Interrogée lors du débat télévisé entre les présidentiables socialistes mardi pour savoir si des citoyens pourraient assister à des conseils des ministres, Ségolène Royal avait répondu aux journalistes: "Oui, ça vaut pour un conseil des ministres".
Mme Royal, questionnée sur ce point par 20 Minutes, "propose que sur de grands sujets nationaux, on organise en amont des jurys citoyens pour que le peuple donne son avis, avant l'examen de ces sujets en conseil des ministres".
"Si on avait testé le CPE par un jury de 150 jeunes, on aurait vu très rapidement que cette réforme n'aurait jamais été acceptée par les Français", fait-elle remarquer.

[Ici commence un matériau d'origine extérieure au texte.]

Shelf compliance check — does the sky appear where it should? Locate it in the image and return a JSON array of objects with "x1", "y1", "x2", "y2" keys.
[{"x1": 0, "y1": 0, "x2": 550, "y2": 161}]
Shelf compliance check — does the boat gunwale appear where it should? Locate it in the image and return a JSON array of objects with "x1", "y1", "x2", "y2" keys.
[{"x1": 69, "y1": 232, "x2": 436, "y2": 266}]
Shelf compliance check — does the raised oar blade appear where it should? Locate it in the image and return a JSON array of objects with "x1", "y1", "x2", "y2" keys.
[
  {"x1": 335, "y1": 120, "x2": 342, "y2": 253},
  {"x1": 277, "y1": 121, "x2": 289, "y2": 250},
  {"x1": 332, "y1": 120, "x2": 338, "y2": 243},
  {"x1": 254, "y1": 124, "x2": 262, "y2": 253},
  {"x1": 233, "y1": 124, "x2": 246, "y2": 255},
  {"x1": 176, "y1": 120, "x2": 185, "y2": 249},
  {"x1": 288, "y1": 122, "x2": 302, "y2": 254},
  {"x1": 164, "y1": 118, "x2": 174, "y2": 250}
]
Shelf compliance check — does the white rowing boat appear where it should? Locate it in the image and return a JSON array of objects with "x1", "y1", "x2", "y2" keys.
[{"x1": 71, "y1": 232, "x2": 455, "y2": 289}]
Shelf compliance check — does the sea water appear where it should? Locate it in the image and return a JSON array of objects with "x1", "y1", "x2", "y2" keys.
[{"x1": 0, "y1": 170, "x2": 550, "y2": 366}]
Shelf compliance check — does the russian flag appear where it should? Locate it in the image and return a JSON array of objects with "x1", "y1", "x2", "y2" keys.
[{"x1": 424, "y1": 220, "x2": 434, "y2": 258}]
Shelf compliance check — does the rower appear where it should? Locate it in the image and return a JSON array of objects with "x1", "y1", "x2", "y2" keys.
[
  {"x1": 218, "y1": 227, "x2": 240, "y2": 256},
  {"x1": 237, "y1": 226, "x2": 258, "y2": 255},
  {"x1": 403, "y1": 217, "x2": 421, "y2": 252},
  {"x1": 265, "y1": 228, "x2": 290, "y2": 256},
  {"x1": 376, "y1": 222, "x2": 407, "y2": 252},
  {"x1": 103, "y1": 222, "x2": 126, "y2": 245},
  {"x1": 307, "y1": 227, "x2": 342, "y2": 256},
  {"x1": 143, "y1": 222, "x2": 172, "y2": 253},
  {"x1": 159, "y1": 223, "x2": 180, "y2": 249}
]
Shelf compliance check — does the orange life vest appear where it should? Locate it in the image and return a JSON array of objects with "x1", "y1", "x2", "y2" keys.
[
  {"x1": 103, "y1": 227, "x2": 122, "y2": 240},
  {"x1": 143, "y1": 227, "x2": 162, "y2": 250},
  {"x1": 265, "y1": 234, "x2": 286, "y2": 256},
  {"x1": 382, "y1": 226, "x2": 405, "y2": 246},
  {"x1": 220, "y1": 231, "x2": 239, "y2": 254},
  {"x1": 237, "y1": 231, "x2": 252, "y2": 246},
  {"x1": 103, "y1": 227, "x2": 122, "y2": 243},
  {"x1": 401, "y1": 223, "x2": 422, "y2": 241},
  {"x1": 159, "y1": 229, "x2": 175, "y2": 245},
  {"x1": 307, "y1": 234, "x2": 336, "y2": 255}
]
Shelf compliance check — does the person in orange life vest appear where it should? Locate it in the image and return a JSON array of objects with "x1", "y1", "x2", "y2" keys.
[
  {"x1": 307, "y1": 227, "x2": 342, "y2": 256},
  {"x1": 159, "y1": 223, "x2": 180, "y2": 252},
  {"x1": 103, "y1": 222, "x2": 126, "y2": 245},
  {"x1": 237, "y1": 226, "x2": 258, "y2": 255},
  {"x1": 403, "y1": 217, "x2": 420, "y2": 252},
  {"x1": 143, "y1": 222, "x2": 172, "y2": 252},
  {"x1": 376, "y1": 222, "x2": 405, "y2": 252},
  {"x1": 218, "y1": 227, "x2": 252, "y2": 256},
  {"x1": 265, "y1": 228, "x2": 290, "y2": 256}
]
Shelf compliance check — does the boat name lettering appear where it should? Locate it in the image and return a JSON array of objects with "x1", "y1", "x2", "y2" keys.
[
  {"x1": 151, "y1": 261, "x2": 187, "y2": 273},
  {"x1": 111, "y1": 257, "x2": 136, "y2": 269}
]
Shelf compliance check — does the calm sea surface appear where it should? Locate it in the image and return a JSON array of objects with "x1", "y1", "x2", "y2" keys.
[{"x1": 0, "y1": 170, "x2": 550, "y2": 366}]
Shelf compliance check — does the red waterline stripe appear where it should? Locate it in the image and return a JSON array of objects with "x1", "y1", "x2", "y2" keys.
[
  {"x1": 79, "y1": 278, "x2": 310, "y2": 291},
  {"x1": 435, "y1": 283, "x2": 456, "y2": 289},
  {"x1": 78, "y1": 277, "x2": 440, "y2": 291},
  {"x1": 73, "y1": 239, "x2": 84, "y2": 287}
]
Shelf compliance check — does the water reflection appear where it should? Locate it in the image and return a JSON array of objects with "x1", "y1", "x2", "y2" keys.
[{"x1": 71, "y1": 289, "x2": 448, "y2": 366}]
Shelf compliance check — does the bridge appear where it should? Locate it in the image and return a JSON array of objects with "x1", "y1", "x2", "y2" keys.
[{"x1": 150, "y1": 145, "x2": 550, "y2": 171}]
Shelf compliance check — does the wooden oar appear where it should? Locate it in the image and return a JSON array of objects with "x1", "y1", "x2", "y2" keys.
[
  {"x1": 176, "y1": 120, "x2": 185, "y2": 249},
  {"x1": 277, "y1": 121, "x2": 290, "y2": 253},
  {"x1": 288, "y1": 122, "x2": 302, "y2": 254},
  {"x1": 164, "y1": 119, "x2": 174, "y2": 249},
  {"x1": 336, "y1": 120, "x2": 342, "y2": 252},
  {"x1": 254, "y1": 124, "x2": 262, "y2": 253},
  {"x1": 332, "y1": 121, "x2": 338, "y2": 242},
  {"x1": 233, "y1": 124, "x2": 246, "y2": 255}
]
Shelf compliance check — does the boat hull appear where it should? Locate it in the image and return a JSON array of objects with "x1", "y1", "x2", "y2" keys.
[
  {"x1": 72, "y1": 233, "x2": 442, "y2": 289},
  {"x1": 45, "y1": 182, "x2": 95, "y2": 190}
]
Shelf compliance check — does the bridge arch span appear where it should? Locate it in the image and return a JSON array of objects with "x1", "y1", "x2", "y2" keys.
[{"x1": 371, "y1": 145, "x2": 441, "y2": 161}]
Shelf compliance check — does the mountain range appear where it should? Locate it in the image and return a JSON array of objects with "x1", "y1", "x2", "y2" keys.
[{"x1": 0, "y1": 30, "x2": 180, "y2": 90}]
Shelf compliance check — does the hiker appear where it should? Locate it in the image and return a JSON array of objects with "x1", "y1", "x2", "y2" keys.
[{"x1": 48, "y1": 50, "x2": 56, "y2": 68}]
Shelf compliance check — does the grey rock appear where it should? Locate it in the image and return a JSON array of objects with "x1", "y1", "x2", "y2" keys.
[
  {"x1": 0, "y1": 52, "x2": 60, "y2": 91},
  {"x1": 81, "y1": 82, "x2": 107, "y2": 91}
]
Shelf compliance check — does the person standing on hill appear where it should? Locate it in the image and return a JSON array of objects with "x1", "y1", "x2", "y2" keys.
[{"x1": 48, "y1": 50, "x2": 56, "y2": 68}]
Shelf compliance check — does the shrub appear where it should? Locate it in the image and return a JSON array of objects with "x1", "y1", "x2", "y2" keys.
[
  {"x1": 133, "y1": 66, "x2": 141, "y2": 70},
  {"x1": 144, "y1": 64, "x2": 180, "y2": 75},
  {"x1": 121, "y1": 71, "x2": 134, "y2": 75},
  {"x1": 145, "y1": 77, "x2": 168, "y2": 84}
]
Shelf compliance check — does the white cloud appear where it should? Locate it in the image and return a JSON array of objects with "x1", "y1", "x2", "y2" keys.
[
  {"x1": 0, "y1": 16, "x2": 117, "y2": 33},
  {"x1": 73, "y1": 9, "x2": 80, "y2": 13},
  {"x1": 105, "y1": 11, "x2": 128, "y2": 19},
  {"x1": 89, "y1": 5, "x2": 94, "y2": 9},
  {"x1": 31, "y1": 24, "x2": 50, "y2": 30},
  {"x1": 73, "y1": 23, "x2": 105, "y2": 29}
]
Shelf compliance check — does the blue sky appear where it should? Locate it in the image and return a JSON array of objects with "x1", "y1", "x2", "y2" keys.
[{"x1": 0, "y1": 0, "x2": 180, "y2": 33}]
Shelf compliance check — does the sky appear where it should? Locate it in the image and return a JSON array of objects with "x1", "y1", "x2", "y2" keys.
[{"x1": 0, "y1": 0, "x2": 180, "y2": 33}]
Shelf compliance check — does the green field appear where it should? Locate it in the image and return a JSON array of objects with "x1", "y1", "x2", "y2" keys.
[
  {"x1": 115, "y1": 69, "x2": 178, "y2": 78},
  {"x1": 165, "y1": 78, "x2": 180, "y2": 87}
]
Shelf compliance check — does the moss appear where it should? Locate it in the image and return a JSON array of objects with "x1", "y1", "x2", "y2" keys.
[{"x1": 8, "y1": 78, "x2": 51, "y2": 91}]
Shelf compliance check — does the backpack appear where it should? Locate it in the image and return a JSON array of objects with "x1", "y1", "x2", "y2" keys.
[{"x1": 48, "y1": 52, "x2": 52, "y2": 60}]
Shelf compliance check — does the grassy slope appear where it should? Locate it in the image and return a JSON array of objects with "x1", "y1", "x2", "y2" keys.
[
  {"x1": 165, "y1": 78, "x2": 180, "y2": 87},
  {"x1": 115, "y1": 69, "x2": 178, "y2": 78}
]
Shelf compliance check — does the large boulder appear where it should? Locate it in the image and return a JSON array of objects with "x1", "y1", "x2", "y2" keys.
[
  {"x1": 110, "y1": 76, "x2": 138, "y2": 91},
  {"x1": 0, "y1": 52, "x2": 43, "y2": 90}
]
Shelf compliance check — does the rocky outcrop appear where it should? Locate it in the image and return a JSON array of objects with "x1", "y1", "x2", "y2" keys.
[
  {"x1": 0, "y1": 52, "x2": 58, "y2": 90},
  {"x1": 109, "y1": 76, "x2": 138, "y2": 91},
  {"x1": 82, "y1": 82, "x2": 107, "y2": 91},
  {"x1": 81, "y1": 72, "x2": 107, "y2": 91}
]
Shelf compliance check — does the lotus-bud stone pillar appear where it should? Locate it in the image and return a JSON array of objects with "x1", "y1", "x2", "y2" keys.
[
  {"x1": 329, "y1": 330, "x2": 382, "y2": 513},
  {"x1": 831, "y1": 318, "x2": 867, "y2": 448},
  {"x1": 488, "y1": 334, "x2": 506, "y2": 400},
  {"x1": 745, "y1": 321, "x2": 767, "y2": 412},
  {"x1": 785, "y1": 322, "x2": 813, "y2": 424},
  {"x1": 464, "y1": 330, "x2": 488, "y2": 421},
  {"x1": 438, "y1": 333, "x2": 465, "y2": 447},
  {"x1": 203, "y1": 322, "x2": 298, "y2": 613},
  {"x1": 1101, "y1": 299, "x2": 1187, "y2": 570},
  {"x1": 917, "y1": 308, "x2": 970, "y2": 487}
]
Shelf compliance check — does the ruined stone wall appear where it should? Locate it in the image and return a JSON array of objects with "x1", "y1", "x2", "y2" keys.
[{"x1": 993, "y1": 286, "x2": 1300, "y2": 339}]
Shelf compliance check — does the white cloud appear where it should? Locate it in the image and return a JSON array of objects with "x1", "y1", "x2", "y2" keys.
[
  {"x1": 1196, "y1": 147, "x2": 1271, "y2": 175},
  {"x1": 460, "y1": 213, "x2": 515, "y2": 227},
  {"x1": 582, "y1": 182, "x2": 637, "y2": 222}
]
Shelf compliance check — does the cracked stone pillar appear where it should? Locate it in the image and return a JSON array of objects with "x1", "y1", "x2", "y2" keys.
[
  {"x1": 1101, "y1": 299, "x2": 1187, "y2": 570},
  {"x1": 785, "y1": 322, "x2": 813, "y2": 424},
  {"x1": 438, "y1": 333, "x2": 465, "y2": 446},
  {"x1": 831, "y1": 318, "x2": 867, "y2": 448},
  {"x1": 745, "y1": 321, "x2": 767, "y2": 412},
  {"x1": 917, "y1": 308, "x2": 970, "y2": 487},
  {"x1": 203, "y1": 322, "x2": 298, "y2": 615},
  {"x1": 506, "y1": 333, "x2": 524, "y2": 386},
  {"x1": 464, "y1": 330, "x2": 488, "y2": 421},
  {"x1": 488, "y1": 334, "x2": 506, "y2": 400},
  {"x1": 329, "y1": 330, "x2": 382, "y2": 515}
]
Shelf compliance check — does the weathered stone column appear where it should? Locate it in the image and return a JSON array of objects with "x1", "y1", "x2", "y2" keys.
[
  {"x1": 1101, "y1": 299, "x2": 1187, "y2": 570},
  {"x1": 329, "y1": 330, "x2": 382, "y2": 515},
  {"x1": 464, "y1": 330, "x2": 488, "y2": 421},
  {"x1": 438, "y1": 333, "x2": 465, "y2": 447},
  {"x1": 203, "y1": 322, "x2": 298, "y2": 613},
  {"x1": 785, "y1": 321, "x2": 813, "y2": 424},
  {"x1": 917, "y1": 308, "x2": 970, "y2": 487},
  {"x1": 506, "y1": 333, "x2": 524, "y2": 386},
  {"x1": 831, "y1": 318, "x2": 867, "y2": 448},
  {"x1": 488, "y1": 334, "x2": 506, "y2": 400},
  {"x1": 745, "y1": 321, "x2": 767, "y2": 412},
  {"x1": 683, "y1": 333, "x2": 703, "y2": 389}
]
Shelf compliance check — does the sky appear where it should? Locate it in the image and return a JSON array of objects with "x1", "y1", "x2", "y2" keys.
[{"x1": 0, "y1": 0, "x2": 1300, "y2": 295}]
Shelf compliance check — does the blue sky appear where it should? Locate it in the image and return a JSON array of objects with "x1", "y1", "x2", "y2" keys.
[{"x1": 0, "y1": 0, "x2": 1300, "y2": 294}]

Selon la candidate à l'investiture PS, "le dernier mot restera toujours au politique". "Il n'est pas question de surveiller ou de destituer qui que ce soit. Simplement, avec les jurys citoyens, l'avis du public aura été donné (...). Les gens ne s'intéressent à la politique que si la politique s'intéresse à eux", déclare-t-elle.
Ségolène Royal revient sur l'expression de "jurys de citoyens" qu'elle avait utilisée dimanche, pour la première fois dans sa campagne.
"Peut-être le mot jury a-t-il fait peur, affirme-t-elle. On pense à jury d'assises. Mais je pense qu'il ne faut pas reculer sur ce point. Il y a bien des jurys de prix littéraires, et chaque matin à la radio, les auditeurs forment des jurys de citoyens très intéressants. J'y ai rarement entendu de bêtises".
La présidente du conseil régional de Poitou-Charentes souligne par ailleurs qu'"il n'y a pas un seul point du projet socialiste avec lequel (elle) ne soit pas d'accord".
Interrogée sur sa volonté de favoriser "un syndicalisme de masse", Ségolène Royal affirme que "si la France veut être un pays moderne, qui règle les conflits en amont, qui prévient les grèves et assure une égale répartition des fruits de l'entreprise entre le capital et le travail, il faut que les syndicats soient davantage représentatifs".
"Pourquoi ne pas proposer à chaque salarié qui signe un contrat de travail d'adhérer à un syndicat ? Ou alors la solution du chèque syndical, dont la cotisation est prise en charge par l'Etat", précise-t-elle.